During the process, certain mysteries that scientists had previously only theorized about were disclosed.
A dying man's brain picture.
In 2016, an 87-year-old man was linked up to an electroencephalogram (EEG) when he died of a heart attack. The findings were eventually published in the journal Frontiers of Aging Neuroscience.
The electroencephalogram (EEG) analyzes electrical impulses in the brain and can be used to diagnose or research specific neurological diseases such as seizures and memory loss.
Doctors were watching a guy for recent seizures when his heart abruptly stopped beating.
The researchers noted in their study that EEG scans obtained 15 seconds before the man's heart attack revealed high-frequency brain waves termed gamma waves, which are known to be critical in memory creation and retrieval.
"Extrapolating from one example to another is quite difficult.... But we can say that when we dream, recollect, or meditate, we have similar signals to a healthy person shortly before death and soon after a heart attack "Dr. Ajmal Zemmar, the study's principal author, told Insider's Anni Medaris.
Of course, these visions are snapshots of the individual seconds before death and do not fully depict the NDE in which the person is still alive. Such activity, according to Greyson, might explain why people perceive memories or faces of familiar people after they die.
Furthermore, EEG scans of persons attempting to recall their NDE experiences might give additional information into how NDE experiences alter the human brain.
The Effects of Near-Death Experiences on the Brain
When people recall near-death experiences, their brains "display greater activity in multiple regions," including memory, vision, hearing, and emotion, according to Greyson.
The temporal lobe, which is responsible for processing sounds and storing memories, is particularly important in near-death experiences and memory, according to Dr. David San Filippo, associate professor at National Louis University and a researcher in the field of near-death experiences.
"Some individuals feel that near-death experiences are merely biological, chemical reactions to brain death," San Filippo explained.
According to a mouse research, the extremely happy sensation humans report during near-death experiences may be connected to an increase in serotonin generated by the brain. According to St. Jude, this might be the brain's method of progressively preparing the body for death by creating sensations of pleasure and pain alleviation.
Animal studies can give information, but they are not analogous to what happens in people, therefore further study is required, according to Greyson.
Some academics feel that near-death experiences are spiritual as well as physiologic.
Stories of near-death experiences, according to San Felipe, are surprisingly similar across age groups and cultures, particularly when it comes to encountering a spiritual divinity or feeling a part of something greater than life on Earth.
"We keep hearing the same narrative. It may differ depending on cultural or spiritual beliefs, but it is fundamentally the same "According to San Felipe. "We think that a near-death experience is a transpersonal event that occurs beyond the brain."
What this signifies in terms of future therapies
Although study on near-death experiences is challenging since they are unpredictable, researchers may create novel cures and treatments for the terminally sick and their loved ones if they could better comprehend these occurrences.
People who have had a near-death experience and recall feeling calm and tranquil throughout it, for example, no longer fear death, according to St.

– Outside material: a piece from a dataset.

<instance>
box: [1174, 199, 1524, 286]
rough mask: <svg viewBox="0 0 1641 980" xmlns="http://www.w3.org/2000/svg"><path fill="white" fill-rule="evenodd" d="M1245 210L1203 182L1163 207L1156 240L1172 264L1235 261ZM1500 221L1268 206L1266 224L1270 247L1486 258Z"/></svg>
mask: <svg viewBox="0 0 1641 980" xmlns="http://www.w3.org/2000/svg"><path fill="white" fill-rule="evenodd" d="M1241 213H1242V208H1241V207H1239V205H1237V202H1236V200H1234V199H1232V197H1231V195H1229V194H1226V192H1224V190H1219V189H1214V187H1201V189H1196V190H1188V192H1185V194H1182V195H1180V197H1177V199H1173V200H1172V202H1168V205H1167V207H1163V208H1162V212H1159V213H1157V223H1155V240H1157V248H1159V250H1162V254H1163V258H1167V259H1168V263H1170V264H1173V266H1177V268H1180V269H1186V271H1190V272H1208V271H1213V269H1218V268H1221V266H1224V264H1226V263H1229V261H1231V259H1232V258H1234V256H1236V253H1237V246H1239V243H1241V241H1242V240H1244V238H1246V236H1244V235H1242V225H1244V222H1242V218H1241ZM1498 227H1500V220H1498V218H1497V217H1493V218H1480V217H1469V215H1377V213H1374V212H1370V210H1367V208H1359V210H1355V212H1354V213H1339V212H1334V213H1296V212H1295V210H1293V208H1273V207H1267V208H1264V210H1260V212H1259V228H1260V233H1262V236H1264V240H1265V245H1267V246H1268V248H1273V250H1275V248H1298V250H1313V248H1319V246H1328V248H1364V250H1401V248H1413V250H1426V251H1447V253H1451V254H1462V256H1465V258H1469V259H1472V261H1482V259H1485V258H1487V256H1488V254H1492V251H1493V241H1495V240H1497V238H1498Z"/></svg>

Philip.
"We may build an effective therapy for agitated or troubled people if we understand more about what generates a happy, pleasant, and calm near-death experience," Rasouli added.
Rasouli went on to say that this may make death and dying "less mysterious and hence less terrifying" for everyone.
"I believe that individuals benefit from near-death experiences and take consolation in the thought that death is a process and that grief has an end," St. Philip stated.